Le choix des artistes primés est remis en cause

Au lendemain de la remise des prix aux différents artistes, les langues se dénouent. Selon Sithabile Mlotshwa , la Présidente du jury, plusieurs problèmes se sont posés. Elle s’explique :

« En tant que Présidente du jury, je n’ai pas été satisfaite de la façon dont les prix ont été attribués. Elle poursuit : Nous n’avons pas eu le temps de voir toutes les œuvres, souligne-t-elle. Jusqu’à la veille de l’ouverture de la biennale, toutes les œuvres n’étaient pas encore arrivées, certaines n’étaient pas identifiées. D’autre part, les ¾ des membres de jury pour les prix ont aussi fait partie des membres de jury de sélection, le jeu était donc déjà faussé. ».

Elle remet ainsi en cause les critères de choix de ces artistes et la façon dont les différentes réunions se sont passées. Face à elle, les artistes l’écoutent attentivement. Pour certains, il n’est pas de leur ressort de critiquer la façon dont tout cela s’est passé. Il est reproché à la Présidente du jury de faire d’une affaire interne une affaire publique. Pour d’autres, en tant que Présidente du jury, elle avait le choix entre démissionner de son poste ou d’assumer jusqu’au bout sa position. Les prix pourront toujours être discutés mais il est important de sauvegarder l’existence de cette biennale, plusieurs fois menacée de disparition.

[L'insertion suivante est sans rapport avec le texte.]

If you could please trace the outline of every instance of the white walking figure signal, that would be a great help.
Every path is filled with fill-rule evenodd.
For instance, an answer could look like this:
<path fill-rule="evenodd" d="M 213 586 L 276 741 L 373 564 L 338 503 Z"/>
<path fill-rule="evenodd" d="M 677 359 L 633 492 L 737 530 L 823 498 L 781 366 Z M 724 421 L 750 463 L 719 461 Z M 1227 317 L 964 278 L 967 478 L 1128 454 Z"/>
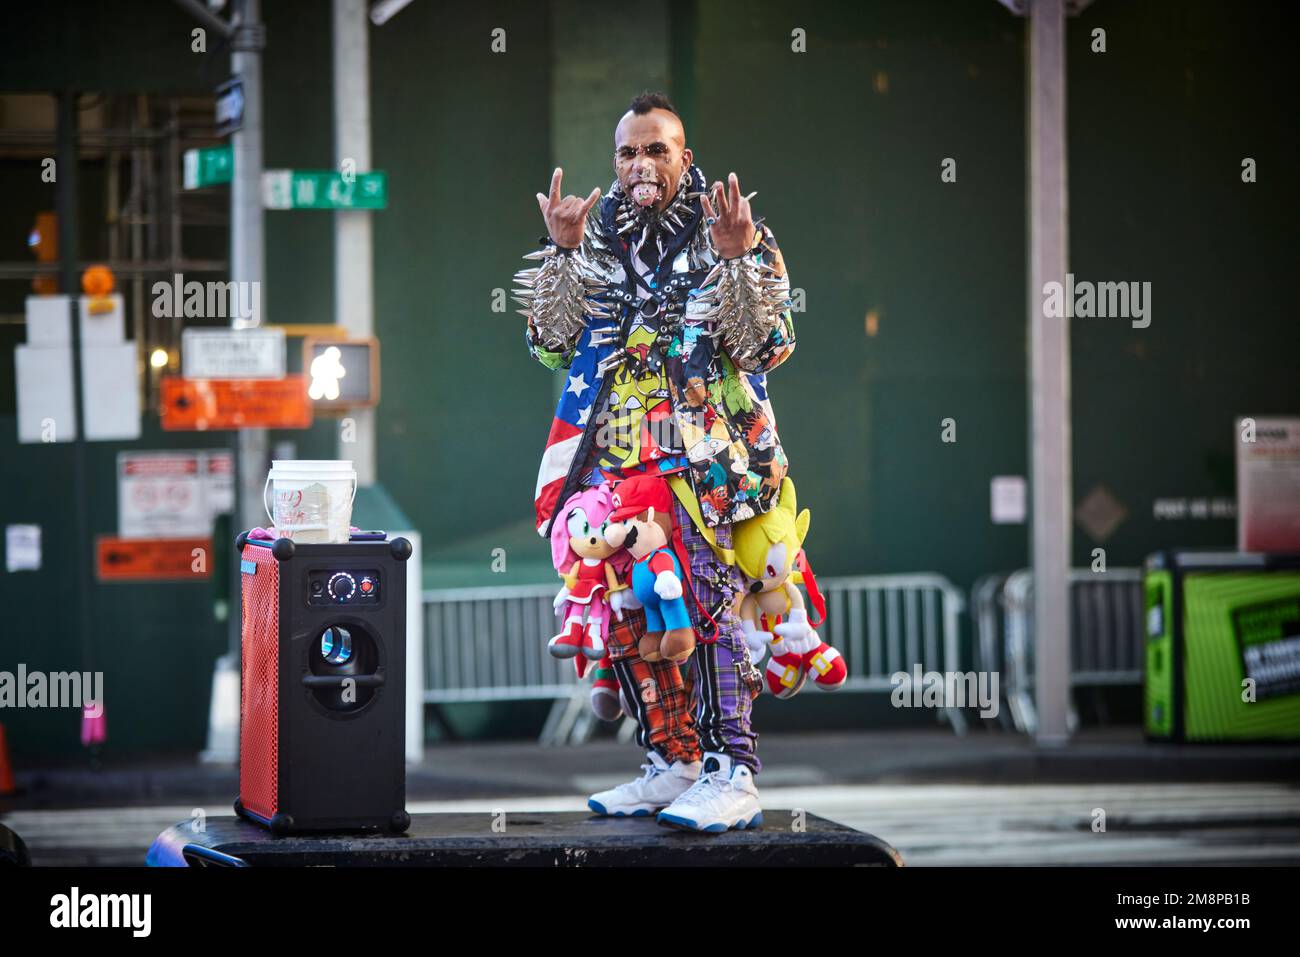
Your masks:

La Fondation Blachère quant à elle, a organisé son prix de la découverte le mercredi 14 mai 2008 dans les jardins du Centre culturel Français Léopold Sédar Senghor.

Le OFF

En marge de la biennale, de nombreuses galeries ouvrent leurs portes aux artistes qu’elles représentent ou à ceux qui n’ont pas été sélectionnés. À la galerie Atiss, en plein centre de Dakar, le galeriste Chab Touré a investi les lieux en ramenant de Bamako différentes œuvres, dont celles de la photographe ivoirienne Macline ou encore du Camerounais Joël Mpah Dooh. On note aussi l’implication de collectionneurs privés et des ambassades de différents pays à l’exemple de l’Espagne, qui a organisé une exposition exceptionnelle dans ses jardins. Ce fut aussi le cas pour le Nigeria qui a organisé sa propre exposition au Sofitel Terenga. De nombreux artistes venus du Nigeria ont participé à l’opération. Le public a pu ainsi découvrir les œuvres du plasticien Ike Francis. Ses toiles composées d’éléments électroniques récupérés dans les poubelles d’Ibadan ont fait sensation.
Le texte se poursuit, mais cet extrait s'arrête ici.